Windermere - The Longest Lake

Cruise on Lake Windermere

Starting from Waterhead at the north Brockhole, Bowness or Lakeside at the south end of the lake     Tel: 015394-433-60

Windermere Steamboat Museum        Tel: 015394-455-65

Lakeside Aquarium & Steam Railway

In the village of Lakeside at the south end of Lake Windermere, near Newby Bridge is the end station of the rail link with Haverthwaite. At this location which provides ample parking while on a Lake Cruise or Steam Train Ride is an Freshwater Aquarium of underwater life. Restaurant and Tearoom with Gift Shop.  Tel: 015395-315-94

Holker Hall

Guided walks through the Deer Park  between April and October and includes the Lakeland Motor Museum including Bluebird one of Donald Campbell's Record Breaking vehicles, he died in 1967 on Coniston  Water making an attempt on the water speed record, the original boat has just been discovered and raised from the depths of the lake..  Tel: 015395-583-28

Stott Park Bobbin Mill

Originally built in 1835 to supply bobbins to the weaving industry of the 19th century the mill is driven by a steam engine coupled with a water turbine which is powered from a man made lake, a short walk up behind the mill. The mill is a fully operational working museum operated by the English Heritage during the summer months.

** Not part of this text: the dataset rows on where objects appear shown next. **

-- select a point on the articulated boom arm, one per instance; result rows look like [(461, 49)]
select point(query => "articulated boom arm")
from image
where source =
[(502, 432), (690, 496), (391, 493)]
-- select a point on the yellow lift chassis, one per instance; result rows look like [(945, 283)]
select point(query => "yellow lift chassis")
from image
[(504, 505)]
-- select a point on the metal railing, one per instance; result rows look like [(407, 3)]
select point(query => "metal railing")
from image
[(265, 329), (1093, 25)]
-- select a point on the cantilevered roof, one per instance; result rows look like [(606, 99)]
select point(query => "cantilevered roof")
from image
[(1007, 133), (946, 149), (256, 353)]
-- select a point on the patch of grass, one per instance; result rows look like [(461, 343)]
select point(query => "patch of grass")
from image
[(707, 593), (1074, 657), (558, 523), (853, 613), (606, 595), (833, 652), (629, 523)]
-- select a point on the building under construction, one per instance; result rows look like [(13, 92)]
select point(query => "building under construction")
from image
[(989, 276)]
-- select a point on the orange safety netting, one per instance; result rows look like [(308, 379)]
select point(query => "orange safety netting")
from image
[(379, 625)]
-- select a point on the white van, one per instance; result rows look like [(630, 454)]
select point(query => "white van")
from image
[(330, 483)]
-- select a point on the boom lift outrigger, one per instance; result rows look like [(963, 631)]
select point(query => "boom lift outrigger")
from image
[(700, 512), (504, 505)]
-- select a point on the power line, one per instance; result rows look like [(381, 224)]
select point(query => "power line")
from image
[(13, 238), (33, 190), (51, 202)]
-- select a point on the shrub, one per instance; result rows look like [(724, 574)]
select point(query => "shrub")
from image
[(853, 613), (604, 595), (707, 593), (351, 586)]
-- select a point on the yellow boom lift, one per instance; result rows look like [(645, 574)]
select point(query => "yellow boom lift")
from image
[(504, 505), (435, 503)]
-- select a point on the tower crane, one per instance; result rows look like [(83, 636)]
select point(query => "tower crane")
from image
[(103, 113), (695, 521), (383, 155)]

Two other mills are still in operation and open to view in the area, Gleaston Watermill dates back to 1774 which has an 18 foot (5M) waterwheel which still drives the mill via the original wooden gear wheels and the Heron Corn Mill at Beetham on the A6 Highway south of Kendal and is open daily except Monday through the summer.


Beatrix Potter is brought alive at Bowness with Peter Rabbit in a classic attraction for young and old.   Tel: 015394-88-444 

Cartmel / Grange over Sands

There are two Race Meetings at Cartmel each year on the smallest National Hunt Track in Britain where horse racing has a tradition since 1845. Nearby at and Grange over Sands, which got it's name from the Augustinian monks from Furness Abbey at Ulverston having a granary (grange) here and was a popular Edwardian resort with visitors arriving by steamboats and latterly by rail.


Ulverston was mentioned in the Doomsday Book written for William the Conquer in 1066, the lighthouse like monument on a hill by the town is a monument Sir john Barrow, founder of the royal Geographical Society and Artic Explorer.

Another famous Ulverston man was Stan Laurel born in 1890, who was later to teamed up with Oliver Hardy. His father was in show business and later move the family to North Shields on the river Tyne where he managed a theatre.

There is a Museum to Stan portrays their working life together and shows newsreels and films all day.